I say you do what you are comfortable with - and don't let her make you feel like you have to do anything - you are your own person..

Rags's picture

IMHO you have no obligation to ever see BM much less this early in a relationship. If she wants to know about you she can Google you and do a background check.

I never met my Skid's SpermIdiot before my wife and I married. The first time we laid eyes on each other was in court. Before we met my wife had moved out of the state of SpermLand with the kid (then 1yo) to attend university. She had sole physical and legal custody so this was not an issue. The SpermClan had little contact and interface with them until the small home town grapevine delivered the message that she was dating someone. My wife made sure to call regularly so the Skid could "talk" with them though he was not yet talking. They never called, wrote, etc.... When she learned my wife had started dating someone SpermGrandHag filed a custody motion in her son's name (without telling him) and the game was on.

9mos later we married an two weeks after that we finally had our day in court shredding them over their custody attempt. As we all were in court to kick off the festivities is the first time he and I put the hairy eyeball on each other. From the earliest stage of my blended family life I adopted the perspective that the blended family opposition had one choice and one choice only. Work reasonably with my wife (us) or suffer. That is it and that is what I have stuck with for 22+ years. I have one primary job and one only slightly secondary job from the blended family perspective.

1. Support my wife and have her back.
2. Raise my Sson as my own and protect his best interests as I see them to the best of my ability.

Period!

My give a crap regarding what the SpermClan wants is and always has been zero. They comply with the CO or they suffer and I am the one who brings the pain. If they work with us reasonably then I/we are reasonable. If not.... they choose the consequences of that choice Eventually they learned that we were the ones in control and quit playing their toxic toothless manipulative games.

In 22+ years other than in court I have not spent more than an hour total in proximity to the SpermClan and that includes them all. Time in proximity to the SpermIdiot is probably less than 5mins and that has mostly been during the very few times he actually gave a crap enough to pick up his eldest child for visitation. Usually SpermGrandHag would send a surrogate.

Good luck.

SimplicitySeeker's picture

Wild horses would have to drag me to meet my girlfriends ex, and I would not for one minute move a girl and also children into my house. I have been with my partner nearly 6 years and we still have our separate places, because she has a son.

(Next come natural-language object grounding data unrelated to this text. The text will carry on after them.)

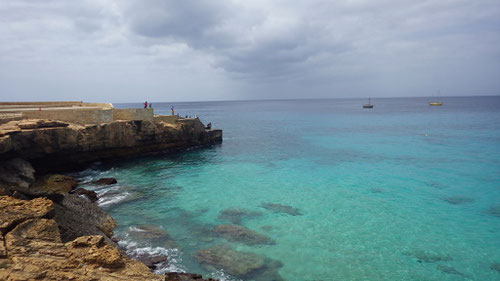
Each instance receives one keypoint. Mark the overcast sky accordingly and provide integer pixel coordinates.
(195, 50)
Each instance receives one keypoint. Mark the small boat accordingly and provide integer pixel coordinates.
(369, 104)
(436, 102)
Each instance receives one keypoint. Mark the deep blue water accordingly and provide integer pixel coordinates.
(403, 191)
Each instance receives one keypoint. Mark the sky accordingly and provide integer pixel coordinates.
(201, 50)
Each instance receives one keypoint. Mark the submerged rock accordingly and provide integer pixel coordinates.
(278, 208)
(426, 256)
(148, 232)
(235, 215)
(245, 265)
(105, 181)
(242, 234)
(495, 266)
(457, 200)
(449, 270)
(91, 195)
(494, 210)
(180, 276)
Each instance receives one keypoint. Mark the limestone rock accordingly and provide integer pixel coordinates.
(278, 208)
(55, 183)
(60, 146)
(78, 217)
(242, 234)
(14, 211)
(105, 181)
(16, 172)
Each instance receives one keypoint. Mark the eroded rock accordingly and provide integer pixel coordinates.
(55, 183)
(14, 211)
(90, 194)
(278, 208)
(235, 215)
(242, 234)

Please have a good read and listen to what people on here are saying, you will be setting yourself up for a life of misery as an outsider.

Protect you and your assets, there is no rush to move in together.

YungStepMom's picture

She can say hi at drop off one day and that's it. She doesn't need to know you as an individual. She should trust her exes judgement when it comes to who he brings around his children. I limit my interaction with mh SDs BM only to drop offs or pick ups.